Good question. Makes me think. Thoughts further below.
> > example: if watchdog timer expires threshold times, you declare the link
> > dead and send netif_carrier_off netlink message.
> > On recovery, you send netif_carrier_on
> I assume that you mean "on recovery" as in "first succesful hard_start_xmit".
> > Assumption:
> > If the tx path is blocked, more than likely the link is down.
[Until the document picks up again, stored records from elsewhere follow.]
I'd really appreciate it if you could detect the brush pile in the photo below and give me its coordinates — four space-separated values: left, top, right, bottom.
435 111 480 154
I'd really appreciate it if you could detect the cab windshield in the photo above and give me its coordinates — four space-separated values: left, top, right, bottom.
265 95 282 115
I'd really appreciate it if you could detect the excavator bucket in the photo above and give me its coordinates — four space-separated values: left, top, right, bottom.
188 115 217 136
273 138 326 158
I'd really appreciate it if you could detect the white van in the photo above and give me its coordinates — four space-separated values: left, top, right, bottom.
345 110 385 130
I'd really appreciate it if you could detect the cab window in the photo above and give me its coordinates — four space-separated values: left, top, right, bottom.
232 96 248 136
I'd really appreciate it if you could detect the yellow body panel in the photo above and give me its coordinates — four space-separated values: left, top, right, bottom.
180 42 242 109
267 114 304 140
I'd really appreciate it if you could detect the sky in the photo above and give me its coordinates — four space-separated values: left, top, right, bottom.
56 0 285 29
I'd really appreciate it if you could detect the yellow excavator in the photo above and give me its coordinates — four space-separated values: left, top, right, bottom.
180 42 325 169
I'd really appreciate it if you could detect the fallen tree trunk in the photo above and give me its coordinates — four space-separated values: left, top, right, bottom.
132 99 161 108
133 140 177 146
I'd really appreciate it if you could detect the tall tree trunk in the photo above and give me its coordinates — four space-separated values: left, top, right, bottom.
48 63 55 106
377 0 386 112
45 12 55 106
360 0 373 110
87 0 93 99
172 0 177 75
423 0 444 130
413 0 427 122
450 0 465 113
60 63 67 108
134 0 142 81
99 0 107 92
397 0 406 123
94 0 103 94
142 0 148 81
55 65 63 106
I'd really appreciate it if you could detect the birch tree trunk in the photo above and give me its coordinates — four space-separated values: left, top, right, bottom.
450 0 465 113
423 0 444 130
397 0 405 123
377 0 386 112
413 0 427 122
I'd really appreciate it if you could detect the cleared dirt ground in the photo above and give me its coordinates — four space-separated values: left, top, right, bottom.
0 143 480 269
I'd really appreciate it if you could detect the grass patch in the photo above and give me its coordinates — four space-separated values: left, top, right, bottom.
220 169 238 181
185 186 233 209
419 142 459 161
> Yes, but is this a good approximation ? I'm not saying that it's not, I'm
> merely asking for counter-arguments.
It is an indirect approximation. Note that if the system data is very
asymetrical as in the case you pointed out, notification will take a long
long time. You need a plan B. Still, the tx watchdogs are a good source of
fault detection in the case of non-availabilty of MII detection and even
with the presence of MII.
I hate making this more complex than it should be:
Since we already have a messaging system within the kernel and
user<->kernel space aka "netlink" -- one could easily add a protocol in
user space which "dynamically heartbeats" the devices. Control should come
from user space; it would be a great idea to avoid ioctls.
"Dynamic" in the above sense means trying to totaly avoid making it a
synchronous poll. The poll rate is a function of how many packets go out
that device per average measurement time. Basically, the period that the
user space app dumps "hello" netlink packets to the kernel is a variable.